Jessica Chastain goes full goth and learns the pains of motherhood in Andy Muschietti's scare-neutral horror yarn.
After Wall Street financier Jeffrey Desanges (Nikolaj Coster-Waldau) goes postal on two work colleagues and his own wife, he and his young daughters Victoria (Megan Charpentier) and Lilly (Isabelle Nélisse) vanish in the woods.
Five years later, the two girls are discovered, alive but wild, in an abandoned cabin. Jeffrey's twin brother Lucas (Coster-Waldau again) is keen to take them in, even if his rock-chick girlfriend Annabel (Jessica Chastain) is hardly wiling mother material.
As things go bump in the night according to the demands of genre, Lucas, Annabel and the girls' psychiatrist Dr Dreyfuss (Daniel Kash) all start wondering if the figure – known as 'Mama' – whom the girls invented as a way to survive alone in the wilderness might be real after all.

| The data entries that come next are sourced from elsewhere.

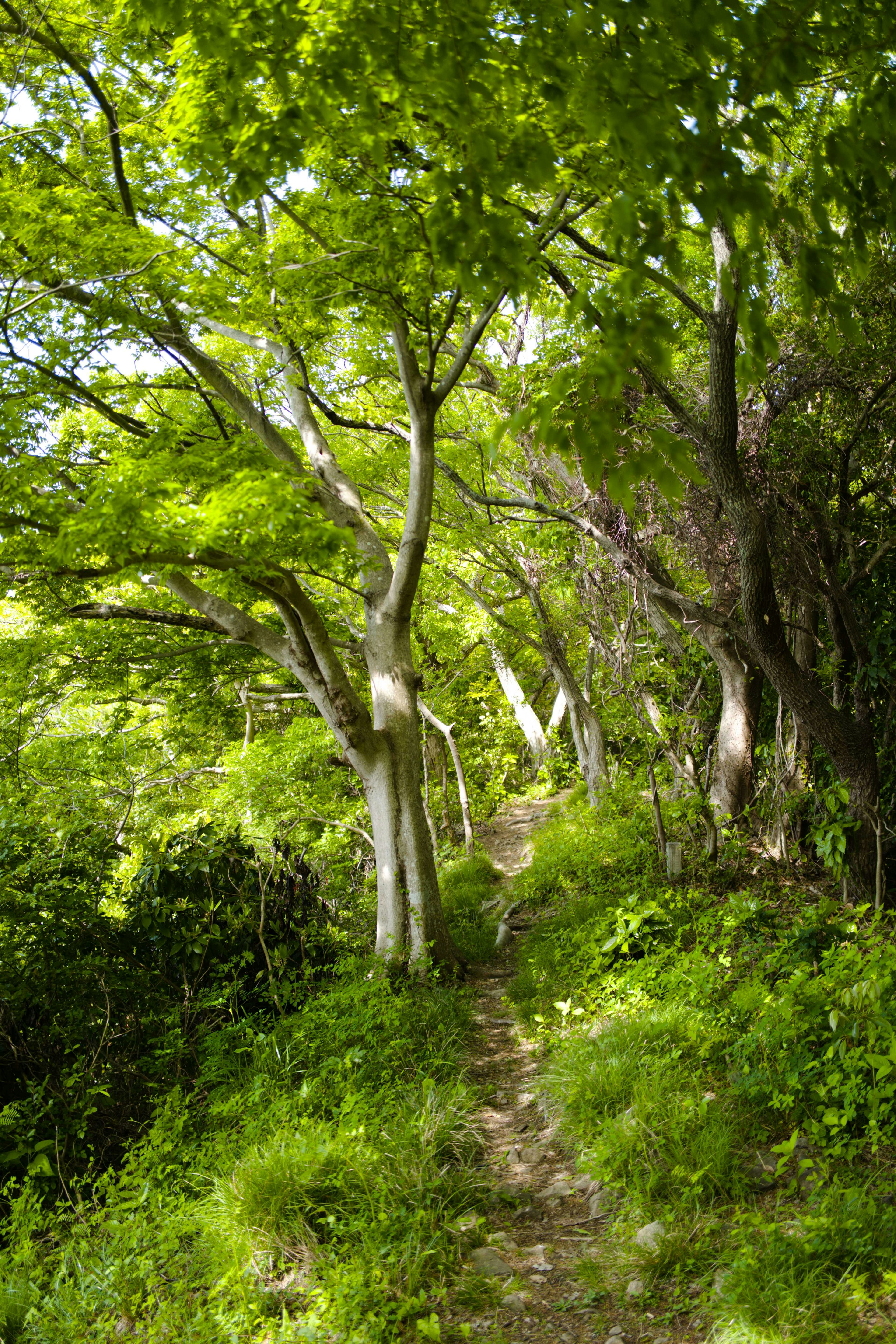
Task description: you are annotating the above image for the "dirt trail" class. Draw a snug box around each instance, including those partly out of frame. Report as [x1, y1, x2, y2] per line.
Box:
[449, 790, 694, 1344]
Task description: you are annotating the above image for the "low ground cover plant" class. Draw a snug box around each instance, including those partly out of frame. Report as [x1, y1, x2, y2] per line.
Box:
[509, 792, 896, 1344]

We, however, are in less doubt, as Andy Muschietti's feature debut, developed from his 2008 short of the same name, reveals the presence of its overprotective spectre from very early in the piece, leaving little scope for the ambiguity on which truly uncanny storytelling relies.
A key motif in Mama is the tug-of-war. In a very effective early scene, Lilly is shown giggling joyously as she pulls at one end of a sheet in the bedroom that she shares with Victoria, only for the camera to reveal that her sister is elsewhere and Lilly's tugging opponent, obscured by the doorframe, is an uninvited guest (as the door closes, we glimpse the feet of Lilly, still giggling, impossibly suspended several metres in the air).
Later, in the film's literally cliff-hanging climax, Annabel, whose forearm bears a prominent octopus tattoo as a signifier of her tenacity, will engage in a desperate game of tug-of-war against the mother of all revenants (who is also, maybe, Annabel's dark double), with Lilly's very life on the line.
Unfortunately the tug-of-war also serves as a metaphor for the faults of a film that strains under the pressure of being pulled in so many different directions at once that it quickly loses its centre of balance. A full panoply of gothic motifs and horror clichés – feral foundlings, identical twins, cherry pip mountains, conspiratorial children, a cabin in the woods, creepy dolls, dodgy light fixtures, distorted lullabies, ubiquitous moths, long-haired phantom femmes – is trundled out and deftly handled by Muschietti, but the whole always seems less than the sum of its creepy parts, as coherent plotting and characterisation are sacrificed to the need for a random jumpscare every ten minutes.
An unwillingness to embrace fully the horror of children in peril may have helped Mama dodge an 18 certificate, but it also forces the film into a rather sanitised corner. Here the spaces left vacant by anything too harrowing are quickly filled by the shrill emotions and over-the-top postures of fairy tale melodrama, with Mama herself (wonderfully embodied by 'movement expert' Javier Botet) a bendy, J-horror inflected variant on the classic child-snatching witch in the woods.
As the storyline and sets become ever more baroque and overdetermined, sense soon goes straight out the window along with the conflicted Lilly, and characters behave in ways that simply beggar belief, not least Dr Dreyfuss, who does not regard single-handedly exploring portals into other dimensions as too much of an interdisciplinary stretch from his professed field – of paediatrics.
Maternity, madness, abandonment and loss have already been covered by films like Dark Water, The Forgotten, Flightplan and The Tall Man, but Mama dissipates the impact of these themes not only by failing to ground them in anything real or plausible, but also by allowing any subtext they might have to get lost amongst the trees.
Having previously incarnated the spirit of motherhood in The Tree Of Life and Take Shelter, Jessica Chastain might seem perfectly cast as the heroine and reluctant mother. Yet boldly divested here of the red locks that have become her signature, Chastain sports a dyed-black crop, grungy torn jeans and a Misfits T-shirt as inadequate compensation for Annabel's lack of depth. Quite simply, the actress has little to do here besides look concerned and occasionally scream.
Still, if the overall narrative becomes a mess of clashing styles and receding substance, perhaps there are just enough freaky frights to be found in the film's individual scenes, which are, to be fair, very well directed.
Rumours of genuine scariness.
Mothers, moths, myths – all seemingly thrown together by someone on meths.
Rhymes with melodrama? Or with bummer?